Lifestyle inflation – Why pay rises don’t make you wealthier

Conventional wisdom dictates that you work hard, continually get promoted throughout your career, and get richer as a result. However, it doesn’t always work out that way. This blog will explore what is meant by, and the danger of, lifestyle inflation, the difference between being rich and wealthy and how you can defend yourself from lifestyle inflation.
What is lifestyle inflation?
Quite simply, lifestyle inflation occurs when your lifestyle becomes more expensive over time in line with your increasing income.
Whilst this trend is perfectly normal and should to a degree be encouraged, there are associated dangers.
When your income level increases, you will often feel the desire or the freedom to treat yourself, which is completely OK. However, if at the start of your career, you live pay-cheque to pay-cheque, this habit can be hard to shake. If you continue to empty your bank account each month, even after you’ve gained promotions and pay rises, you are at risk of suffering from lifestyle inflation. As pay rises are often small and incremental, it can be easy to add small everyday purchases to your expenditure without realising your outgoings are increasing dramatically over time.
A study by GoBankingRates found that 57% of Americans have less than $1,000 in their savings, and even families earning upwards of 500k a year can still end up with little or no money saved for emergencies. The reason may be lifestyle inflation: many people choose not to put away any extra because constantly they’re purchasing new things instead.
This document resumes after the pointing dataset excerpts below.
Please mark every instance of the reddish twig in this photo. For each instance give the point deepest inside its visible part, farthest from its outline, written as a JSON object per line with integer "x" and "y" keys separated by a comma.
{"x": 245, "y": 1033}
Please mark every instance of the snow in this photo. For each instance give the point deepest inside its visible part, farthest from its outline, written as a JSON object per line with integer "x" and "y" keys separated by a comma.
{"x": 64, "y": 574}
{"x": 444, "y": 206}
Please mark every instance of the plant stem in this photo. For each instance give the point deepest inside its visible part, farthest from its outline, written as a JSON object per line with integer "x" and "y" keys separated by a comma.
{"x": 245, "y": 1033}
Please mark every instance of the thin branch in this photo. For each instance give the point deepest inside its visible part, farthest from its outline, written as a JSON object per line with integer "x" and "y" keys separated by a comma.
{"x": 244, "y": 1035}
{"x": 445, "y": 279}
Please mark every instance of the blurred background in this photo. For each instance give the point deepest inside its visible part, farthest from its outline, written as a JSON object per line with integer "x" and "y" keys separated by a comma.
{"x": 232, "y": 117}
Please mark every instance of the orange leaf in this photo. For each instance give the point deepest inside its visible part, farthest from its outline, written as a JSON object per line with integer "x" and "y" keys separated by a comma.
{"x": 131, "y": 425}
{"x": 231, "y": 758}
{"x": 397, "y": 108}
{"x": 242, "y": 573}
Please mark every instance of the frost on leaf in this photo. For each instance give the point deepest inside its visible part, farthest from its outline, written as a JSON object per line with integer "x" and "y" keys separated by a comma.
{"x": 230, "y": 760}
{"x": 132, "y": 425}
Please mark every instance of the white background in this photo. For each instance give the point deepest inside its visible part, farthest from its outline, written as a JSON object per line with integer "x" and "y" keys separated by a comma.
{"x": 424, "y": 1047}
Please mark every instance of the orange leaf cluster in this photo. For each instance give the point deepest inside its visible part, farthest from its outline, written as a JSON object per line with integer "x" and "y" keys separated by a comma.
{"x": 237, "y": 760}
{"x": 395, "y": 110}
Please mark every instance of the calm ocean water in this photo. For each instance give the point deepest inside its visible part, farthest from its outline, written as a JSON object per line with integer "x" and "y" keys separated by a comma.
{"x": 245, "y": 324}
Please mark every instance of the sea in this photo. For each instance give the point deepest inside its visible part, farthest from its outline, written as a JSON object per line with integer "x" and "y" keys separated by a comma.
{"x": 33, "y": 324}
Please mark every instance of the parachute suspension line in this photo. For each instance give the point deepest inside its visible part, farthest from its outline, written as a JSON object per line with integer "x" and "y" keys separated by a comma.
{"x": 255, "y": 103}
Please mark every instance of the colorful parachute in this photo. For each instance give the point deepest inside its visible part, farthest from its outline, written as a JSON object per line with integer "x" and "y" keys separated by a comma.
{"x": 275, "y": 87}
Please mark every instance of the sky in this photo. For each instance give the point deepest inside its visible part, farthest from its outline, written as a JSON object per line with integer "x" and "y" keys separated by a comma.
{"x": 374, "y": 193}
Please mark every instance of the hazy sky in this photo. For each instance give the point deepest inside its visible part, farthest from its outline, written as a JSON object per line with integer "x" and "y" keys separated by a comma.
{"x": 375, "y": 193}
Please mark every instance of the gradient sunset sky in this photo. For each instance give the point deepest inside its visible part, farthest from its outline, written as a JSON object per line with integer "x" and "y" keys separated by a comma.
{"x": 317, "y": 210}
Those who suffer from chronic lifestyle inflation will visualise all surplus income as disposable income. This is especially an issue for people who do not pay into an automatic pension scheme, as often 100% of their income will be spent each year without accumulating any wealth.

“A high income makes you rich, but not wealthy.”
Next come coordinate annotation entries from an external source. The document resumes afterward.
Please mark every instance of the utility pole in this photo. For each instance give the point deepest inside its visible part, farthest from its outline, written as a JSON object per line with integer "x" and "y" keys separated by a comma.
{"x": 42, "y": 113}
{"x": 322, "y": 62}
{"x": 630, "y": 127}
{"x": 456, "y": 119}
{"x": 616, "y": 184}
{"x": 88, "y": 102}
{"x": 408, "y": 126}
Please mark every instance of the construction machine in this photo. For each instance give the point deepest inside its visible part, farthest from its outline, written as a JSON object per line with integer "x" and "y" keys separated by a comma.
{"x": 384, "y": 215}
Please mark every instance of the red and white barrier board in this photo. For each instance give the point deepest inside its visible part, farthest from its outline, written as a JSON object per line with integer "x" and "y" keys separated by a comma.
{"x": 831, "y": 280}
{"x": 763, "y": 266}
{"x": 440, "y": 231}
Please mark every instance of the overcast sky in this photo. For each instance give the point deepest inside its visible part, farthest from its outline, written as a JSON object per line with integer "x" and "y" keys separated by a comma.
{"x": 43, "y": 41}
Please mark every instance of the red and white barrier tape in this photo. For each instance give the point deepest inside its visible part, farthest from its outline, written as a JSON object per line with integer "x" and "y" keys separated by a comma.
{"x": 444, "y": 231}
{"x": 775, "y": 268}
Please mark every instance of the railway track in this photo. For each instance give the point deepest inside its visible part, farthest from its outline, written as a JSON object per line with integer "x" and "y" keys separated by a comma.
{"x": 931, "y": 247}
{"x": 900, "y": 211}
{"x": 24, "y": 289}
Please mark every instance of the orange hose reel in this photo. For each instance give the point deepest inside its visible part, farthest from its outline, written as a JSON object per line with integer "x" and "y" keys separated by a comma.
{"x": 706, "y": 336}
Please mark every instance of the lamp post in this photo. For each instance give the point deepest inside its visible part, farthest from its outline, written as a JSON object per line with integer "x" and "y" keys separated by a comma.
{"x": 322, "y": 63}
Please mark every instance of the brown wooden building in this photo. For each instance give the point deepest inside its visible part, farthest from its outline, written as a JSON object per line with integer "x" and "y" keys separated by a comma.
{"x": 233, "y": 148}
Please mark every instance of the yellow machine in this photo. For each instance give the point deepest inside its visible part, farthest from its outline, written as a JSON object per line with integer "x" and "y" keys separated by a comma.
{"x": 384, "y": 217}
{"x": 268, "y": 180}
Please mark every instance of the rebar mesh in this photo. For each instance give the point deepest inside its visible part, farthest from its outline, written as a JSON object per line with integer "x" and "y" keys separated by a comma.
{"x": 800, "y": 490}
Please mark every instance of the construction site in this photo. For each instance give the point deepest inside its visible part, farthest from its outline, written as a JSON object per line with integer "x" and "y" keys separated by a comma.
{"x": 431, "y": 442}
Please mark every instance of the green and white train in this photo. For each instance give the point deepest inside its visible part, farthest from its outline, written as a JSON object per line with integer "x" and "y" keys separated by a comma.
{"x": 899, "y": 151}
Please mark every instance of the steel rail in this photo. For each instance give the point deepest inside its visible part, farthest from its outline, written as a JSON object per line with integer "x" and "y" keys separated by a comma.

According to Robert Kiyosaki, the amount of money you earn can make you rich; it does not, however, make you wealthy. Kiyosaki believes being rich is categorised by your income bracket. However, wealth is how long you can survive without income.
For example, a person who earns $180,000 per annum can be classified as rich. However, if their expenditure amounts to $160,000 per annum, they will be unable to survive for long without that income. In Kiyosaki’s eyes, wealth is measured in the amount of income-generating assets you own. These can be rental incomes from real-estate, dividend and interest payments from investment portfolios, or revenues from online assets. The list of potential income-generating assets is a long one. To become wealthy, according to Kiyosaki, the purchasing of these types of assets should be prioritised.
Stop trying to keep up with the Joneses
In the modern, social media dominated world, it can be difficult to avoid the temptation to try and match your peers in terms of spending. This phenomenon is known as “keeping up with the Joneses”. When you see people going on expensive trips, buying flashy cars or splashing out on lavish dinners, you may feel as if you’re lagging behind them. Don’t worry! A person’s social media is showing you exactly how they wish to be seen. It doesn’t show the more important things such as their bank balance or mental health. Focus on yourself and your own personal goals, avoid trying to seek approval from others by impressing them.